Transfer öğrenimi, diğer öğrenme türlerinden farklıdır. Sıfırdan bir model eğitmek yerine, büyük bir veri kümesi üzerinde önceden eğitilmiş bir model kullanır ve onu yeni, ancak ilişkili bir görev için ince ayarlar. İlk eğitim sırasında kazanılan bilgi, yeni görevin performansını iyileştirmek için kullanılır. Transfer öğrenimi, karmaşıklığına bağlı olarak yeni bir görev için gereken eğitim süresini azaltır. Genel özellikleri yakalayan modelin ilk katmanlarını koruyarak ve son katmanları yeni belirli görevin katmanlarıyla değiştirerek çalışır.
Sanatsal stil transferi, bilgisayarlı görüde transfer öğreniminin ilginç bir uygulamasıdır. Bu teknik, bir modelin bir görüntüyü farklı sanat eserlerinin stiline uyacak şekilde dönüştürmesini sağlar. Bunu başarmak için, bir sinir ağı öncelikle sanatsal stilleriyle eşleştirilmiş geniş bir görüntü veri kümesi üzerinde eğitilir. Bu süreç sayesinde model, genel görüntü özelliklerini ve stil kalıplarını tanımlamayı öğrenir.
Model eğitildikten sonra, belirli bir tablonun stilini yeni bir görüntüye uygulamak için ince ayar yapılabilir. Ağ, öğrenilen stil özelliklerini korurken yeni görüntüye uyum sağlayarak, orijinal içeriği seçilen sanatsal stille birleştiren benzersiz bir sonuç oluşturmasını sağlar. Örneğin, bir dağ sırasının fotoğrafını çekebilir ve Edvard Munch'un Çığlık tablosunun stilini uygulayarak sahneyi yakalayan ancak tablonun cesur, etkileyici stiline sahip bir görüntü elde edebilirsiniz.

Artık ana makine öğrenimi türlerini ele aldığımıza göre, farklı uygulamalar için en uygun olanı anlamanıza yardımcı olmak için her birine daha yakından bakalım.

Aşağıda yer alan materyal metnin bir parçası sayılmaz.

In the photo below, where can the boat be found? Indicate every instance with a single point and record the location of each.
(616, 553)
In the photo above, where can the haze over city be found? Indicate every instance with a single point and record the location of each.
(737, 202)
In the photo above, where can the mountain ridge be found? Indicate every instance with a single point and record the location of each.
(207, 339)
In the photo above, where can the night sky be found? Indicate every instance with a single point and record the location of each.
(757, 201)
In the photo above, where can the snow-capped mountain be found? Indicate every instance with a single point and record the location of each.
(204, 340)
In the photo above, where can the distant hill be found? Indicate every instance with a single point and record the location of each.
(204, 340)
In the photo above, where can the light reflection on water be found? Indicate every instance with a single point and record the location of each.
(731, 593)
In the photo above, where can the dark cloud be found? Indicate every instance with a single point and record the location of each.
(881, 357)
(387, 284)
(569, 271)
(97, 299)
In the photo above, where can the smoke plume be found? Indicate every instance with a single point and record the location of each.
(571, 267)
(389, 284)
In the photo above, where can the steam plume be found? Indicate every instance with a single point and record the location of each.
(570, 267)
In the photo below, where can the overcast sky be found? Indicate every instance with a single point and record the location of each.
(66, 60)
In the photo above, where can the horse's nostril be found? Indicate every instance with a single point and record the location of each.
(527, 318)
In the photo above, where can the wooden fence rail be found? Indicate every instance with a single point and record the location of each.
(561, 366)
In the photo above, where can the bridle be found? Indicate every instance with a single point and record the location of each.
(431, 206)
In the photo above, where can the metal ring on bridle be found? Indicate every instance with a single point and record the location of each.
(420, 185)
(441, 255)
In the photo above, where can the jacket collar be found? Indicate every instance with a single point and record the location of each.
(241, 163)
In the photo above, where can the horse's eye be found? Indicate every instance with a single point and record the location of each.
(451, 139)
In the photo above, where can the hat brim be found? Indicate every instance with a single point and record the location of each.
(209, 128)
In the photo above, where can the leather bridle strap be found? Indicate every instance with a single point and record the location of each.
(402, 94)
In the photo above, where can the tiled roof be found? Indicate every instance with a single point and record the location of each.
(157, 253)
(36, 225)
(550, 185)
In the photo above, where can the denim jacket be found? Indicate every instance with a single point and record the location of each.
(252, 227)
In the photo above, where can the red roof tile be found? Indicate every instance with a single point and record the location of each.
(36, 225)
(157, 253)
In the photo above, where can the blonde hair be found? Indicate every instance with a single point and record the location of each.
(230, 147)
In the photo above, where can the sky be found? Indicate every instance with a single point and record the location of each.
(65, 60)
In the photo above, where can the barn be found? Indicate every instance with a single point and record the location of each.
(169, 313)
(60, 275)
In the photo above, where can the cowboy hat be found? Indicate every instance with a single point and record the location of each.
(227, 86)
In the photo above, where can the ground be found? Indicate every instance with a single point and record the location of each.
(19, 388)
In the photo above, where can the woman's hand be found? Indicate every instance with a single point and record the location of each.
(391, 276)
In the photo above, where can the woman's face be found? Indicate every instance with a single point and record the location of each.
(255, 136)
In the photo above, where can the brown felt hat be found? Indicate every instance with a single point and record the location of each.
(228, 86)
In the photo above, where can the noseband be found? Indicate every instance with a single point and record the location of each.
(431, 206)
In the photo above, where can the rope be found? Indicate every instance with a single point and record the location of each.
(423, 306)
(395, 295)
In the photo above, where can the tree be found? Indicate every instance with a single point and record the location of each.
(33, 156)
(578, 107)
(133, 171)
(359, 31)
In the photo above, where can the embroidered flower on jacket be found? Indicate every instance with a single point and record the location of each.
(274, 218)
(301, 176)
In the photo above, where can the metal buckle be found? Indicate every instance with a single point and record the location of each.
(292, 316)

Doğru makine öğrenimi türünü seçmek çeşitli faktörlere bağlıdır. Denetimli öğrenme, bol miktarda etiketlenmiş veriye ve net bir göreve sahipseniz iyi sonuç verir. Denetimsiz öğrenme, veri keşfi için veya etiketlenmiş örnekler az olduğunda kullanışlıdır. Takviyeli öğrenme, adım adım karar verme gerektiren karmaşık görevler için idealdir; transfer öğrenimi ise veri sınırlı veya kaynaklar kısıtlı olduğunda harikadır. Bu faktörleri göz önünde bulundurarak, bilgisayarlı görü projeniz için en uygun yaklaşımı seçebilirsiniz.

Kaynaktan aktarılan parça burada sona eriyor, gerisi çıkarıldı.